Nel proseguire la riscoperta dei suoi classici, è oggi la volta di Distretto 13 – Le Brigate della Morte (Assault on Precinct 13) del 1976, la sua prima incursione nel mondo della regia da professionista, seguendo un programma preciso e avendo a disposizione un budget non infimo.
Una storia violenta e claustrofobica
Siamo nel Distretto 9 – Divisione 13, ad Anderson, in un quartiere immaginario a sud di Los Angeles. La centrale operativa della polizia di zona è in procinto di chiudere per sempre, poiché tutte le attività saranno trasferirete a breve in un’altra sede meno isolata (e perciò meno pericolosa). Il tenente Ethan Bishop (Austin Stoker), è stato appena promosso e riceve come primo incarico di supervisionare durante l’ultima notte di attività le attività dello sparuto personale rimasto, tra cui le centraliniste Leigh (Laurie Zimmer) e Julie (Nancy Kyes), per le ultime pulizie in vista del trasloco definitivo.
Tuttavia, quella che dovrebbe essere una tranquilla guardia notturna (forse addirittura un po’ noiosa) si trasforma in un vero e proprio bagno di sangue quando l’edificio diventa l’epicentro di un assalto in piena regola. A scatenarsi contro gli ignari protagonisti è una sanguinaria gang armata fino ai denti, i Tuono Verde (e i loro associati, i Voodoo), che da tempo mette a ferro e fuoco la zona sud della città, che in molti hanno abbandonato proprio a causa dei disordini e delle continue sparatorie.

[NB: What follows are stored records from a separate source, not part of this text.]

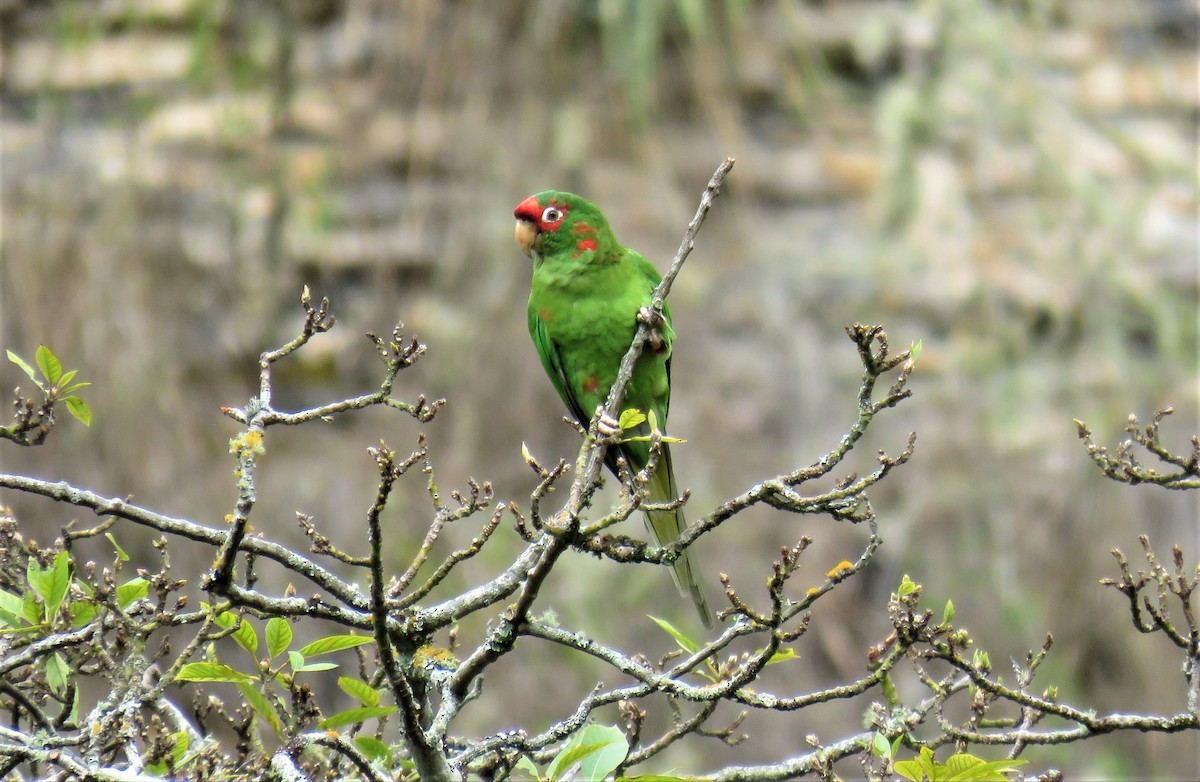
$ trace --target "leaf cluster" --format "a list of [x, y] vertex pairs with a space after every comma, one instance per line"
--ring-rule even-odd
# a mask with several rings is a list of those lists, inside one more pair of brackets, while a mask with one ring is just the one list
[[91, 383], [77, 381], [78, 370], [63, 371], [58, 356], [45, 345], [39, 345], [34, 353], [36, 370], [11, 350], [5, 353], [33, 381], [41, 398], [26, 397], [17, 388], [13, 392], [13, 422], [0, 426], [0, 439], [19, 445], [41, 445], [54, 426], [54, 409], [60, 402], [75, 420], [84, 426], [91, 425], [91, 408], [75, 393]]

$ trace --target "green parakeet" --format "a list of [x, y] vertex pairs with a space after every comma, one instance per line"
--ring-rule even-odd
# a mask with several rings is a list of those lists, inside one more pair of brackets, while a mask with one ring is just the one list
[[[554, 383], [575, 420], [584, 426], [596, 407], [604, 404], [616, 380], [621, 358], [637, 330], [638, 312], [650, 305], [660, 277], [638, 253], [622, 247], [608, 220], [590, 201], [571, 193], [548, 190], [530, 196], [513, 212], [516, 239], [521, 251], [533, 259], [533, 284], [529, 293], [529, 333], [546, 374]], [[622, 409], [653, 411], [660, 429], [667, 424], [671, 403], [671, 313], [663, 307], [663, 322], [656, 328], [638, 359], [625, 391]], [[646, 434], [647, 424], [634, 432]], [[622, 443], [619, 448], [634, 470], [646, 466], [648, 443]], [[616, 453], [606, 459], [616, 472]], [[648, 485], [651, 502], [679, 496], [667, 445]], [[647, 511], [646, 526], [661, 545], [683, 532], [682, 510]], [[712, 611], [700, 591], [689, 552], [674, 562], [680, 594], [690, 596], [706, 627]]]

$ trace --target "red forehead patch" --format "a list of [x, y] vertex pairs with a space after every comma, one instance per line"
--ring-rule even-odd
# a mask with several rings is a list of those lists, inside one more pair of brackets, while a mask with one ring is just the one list
[[513, 217], [518, 220], [533, 220], [537, 222], [542, 216], [542, 207], [537, 201], [537, 196], [529, 196], [521, 203], [517, 204], [517, 208], [513, 210]]
[[[546, 209], [554, 207], [559, 212], [557, 220], [545, 220], [543, 215]], [[571, 205], [568, 203], [559, 203], [557, 198], [551, 198], [550, 203], [545, 207], [538, 202], [537, 196], [529, 196], [521, 203], [517, 204], [517, 208], [513, 210], [513, 217], [518, 220], [529, 220], [537, 225], [542, 231], [557, 231], [559, 225], [562, 224], [563, 218], [567, 212], [571, 211]]]

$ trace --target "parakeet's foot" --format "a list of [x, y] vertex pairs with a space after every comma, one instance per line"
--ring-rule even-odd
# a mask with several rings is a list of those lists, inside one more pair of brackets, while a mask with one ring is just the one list
[[637, 314], [638, 323], [645, 323], [652, 329], [656, 329], [666, 322], [663, 314], [654, 307], [641, 307]]
[[645, 323], [650, 327], [650, 336], [646, 339], [646, 346], [654, 353], [662, 353], [667, 349], [667, 341], [663, 339], [662, 332], [659, 330], [666, 319], [663, 314], [653, 307], [642, 307], [638, 310], [638, 323]]
[[600, 416], [600, 420], [596, 422], [596, 433], [604, 438], [619, 440], [624, 431], [621, 429], [621, 424], [617, 419], [608, 413], [604, 413]]

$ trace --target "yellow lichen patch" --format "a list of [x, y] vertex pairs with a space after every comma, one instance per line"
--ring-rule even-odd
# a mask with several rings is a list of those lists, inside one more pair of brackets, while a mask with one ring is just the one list
[[830, 578], [837, 578], [841, 573], [849, 570], [852, 567], [854, 567], [853, 564], [843, 559], [841, 562], [834, 565], [831, 570], [827, 571], [825, 575], [829, 576]]
[[266, 448], [263, 446], [262, 432], [252, 429], [231, 438], [229, 440], [229, 452], [239, 458], [266, 453]]
[[413, 665], [418, 668], [452, 671], [458, 667], [458, 658], [449, 649], [426, 644], [413, 652]]

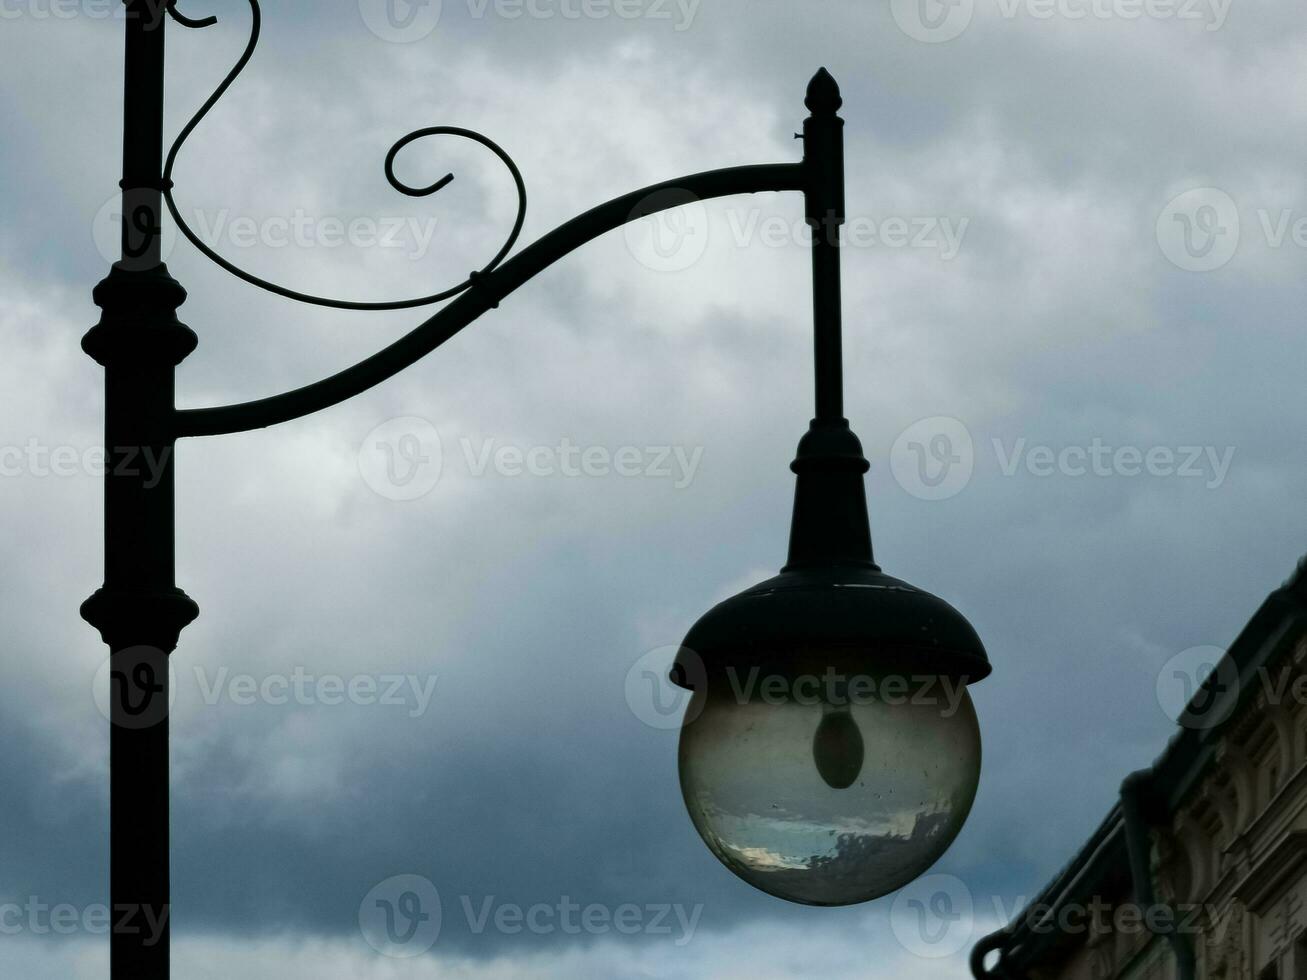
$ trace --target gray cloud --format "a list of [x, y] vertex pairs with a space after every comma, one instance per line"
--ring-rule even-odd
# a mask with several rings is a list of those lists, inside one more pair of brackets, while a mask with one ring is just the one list
[[[222, 7], [211, 32], [172, 34], [174, 128], [242, 43], [240, 5]], [[645, 183], [794, 155], [803, 85], [827, 63], [847, 100], [851, 213], [877, 228], [968, 220], [950, 260], [879, 241], [848, 250], [846, 343], [878, 554], [971, 617], [996, 666], [975, 691], [980, 795], [937, 869], [975, 892], [979, 934], [1001, 917], [990, 900], [1010, 908], [1037, 888], [1121, 776], [1160, 750], [1171, 727], [1154, 694], [1162, 664], [1228, 643], [1304, 550], [1290, 428], [1304, 256], [1260, 230], [1261, 212], [1303, 206], [1300, 25], [1239, 5], [1204, 31], [1005, 18], [980, 4], [958, 39], [923, 44], [885, 5], [852, 2], [714, 3], [681, 32], [445, 7], [413, 45], [376, 39], [352, 4], [269, 10], [249, 77], [179, 165], [183, 207], [256, 224], [297, 208], [319, 220], [433, 217], [421, 258], [225, 245], [305, 289], [429, 291], [497, 247], [507, 184], [483, 157], [433, 142], [409, 151], [413, 179], [450, 167], [460, 179], [433, 201], [397, 200], [380, 164], [405, 132], [449, 123], [501, 141], [531, 188], [529, 239]], [[84, 450], [98, 438], [98, 372], [77, 341], [106, 267], [92, 225], [117, 181], [118, 29], [27, 16], [0, 21], [0, 44], [0, 81], [21, 93], [0, 106], [0, 444]], [[1243, 230], [1210, 273], [1176, 268], [1156, 237], [1167, 202], [1198, 186], [1228, 193]], [[790, 908], [731, 878], [684, 815], [674, 735], [644, 727], [623, 699], [642, 654], [783, 560], [785, 467], [810, 412], [806, 256], [740, 229], [799, 216], [784, 198], [715, 203], [703, 257], [678, 273], [646, 268], [609, 236], [349, 405], [183, 445], [179, 580], [204, 610], [175, 658], [186, 682], [176, 928], [179, 962], [195, 964], [184, 975], [204, 976], [218, 957], [225, 975], [259, 976], [252, 940], [279, 977], [329, 976], [305, 937], [330, 944], [350, 976], [392, 975], [359, 935], [358, 906], [405, 873], [440, 888], [432, 955], [458, 975], [797, 977], [812, 964], [777, 949], [811, 930], [828, 937], [832, 970], [874, 955], [895, 975], [957, 975], [957, 956], [901, 949], [887, 902]], [[305, 383], [416, 320], [297, 309], [236, 288], [184, 243], [170, 267], [201, 335], [179, 375], [186, 405]], [[429, 419], [445, 450], [444, 477], [414, 503], [378, 496], [358, 472], [364, 437], [400, 416]], [[950, 499], [925, 501], [891, 462], [899, 435], [936, 416], [966, 425], [975, 472]], [[463, 439], [703, 457], [682, 489], [477, 476]], [[1007, 451], [1022, 439], [1235, 455], [1211, 489], [1005, 475], [994, 440]], [[97, 584], [98, 482], [21, 472], [0, 478], [0, 503], [11, 555], [0, 896], [85, 907], [104, 900], [106, 871], [107, 752], [92, 698], [102, 652], [75, 618]], [[434, 674], [435, 694], [418, 718], [209, 705], [197, 667], [208, 678], [222, 667]], [[462, 895], [704, 912], [687, 948], [477, 934], [460, 920]], [[10, 937], [0, 963], [102, 975], [97, 943]]]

Tra le tante vittime, quel pomeriggio, c’è una ragazzina (Kim Richards), che si trova nel posto sbagliato e al momento sbagliato, e finisce freddata con un proiettile a brucia pelo in mezzo al petto. A pochi metri c’è il padre (Martin West), che rimane sconvolto dall’accaduto e che, in preda alla rabbia, dapprima si vendica contro gli autori del misfatto (e uccide il loro capo), poi, spaventato, si rifugia nella centrale di polizia dove si trova Bishop, in cerca di aiuto. L’uomo non sa però che il personale al suo interno è al minimo, mentre i suoi inseguitori invece sì.
Dunque, attirata sul luogo, la banda di teppisti vuole entrare nell’edificio col solo intento di massacrare chiunque si trovi al suo interno. Infatti, i criminali hanno la possibilità di vendicarsi contro la polizia e dare al contempo la caccia a chi ha osato eliminare il loro capo. Col calare delle tenebre, gli attacchi si susseguono allora senza sosta. Ogni porta, ogni finestra, ogni via di accesso è invasa da orde di aggressori. Per fortuna, a difendere la posizione non sono soltanto il poliziotto e le due donne.
Poco prima dell’assalto, alcuni detenuti, tra cui Napoleone Wilson (Darwin Joston) e Wells (Tony Burton), proprio nel mezzo del loro trasferimento da un penitenziario a un altro, si trovano a passare vicino al Distretto 13. Qui, il loro viaggio s’interrompe per un’improvvisa emergenza medica che li costringe alla sosta, e i due carcerati, insieme a Leigh, Julie e Bishop, dovranno unire le forze superando la reciproca diffidenza nel tentativo di resistere fino al mattino, o almeno finché non arriveranno i rinforzi.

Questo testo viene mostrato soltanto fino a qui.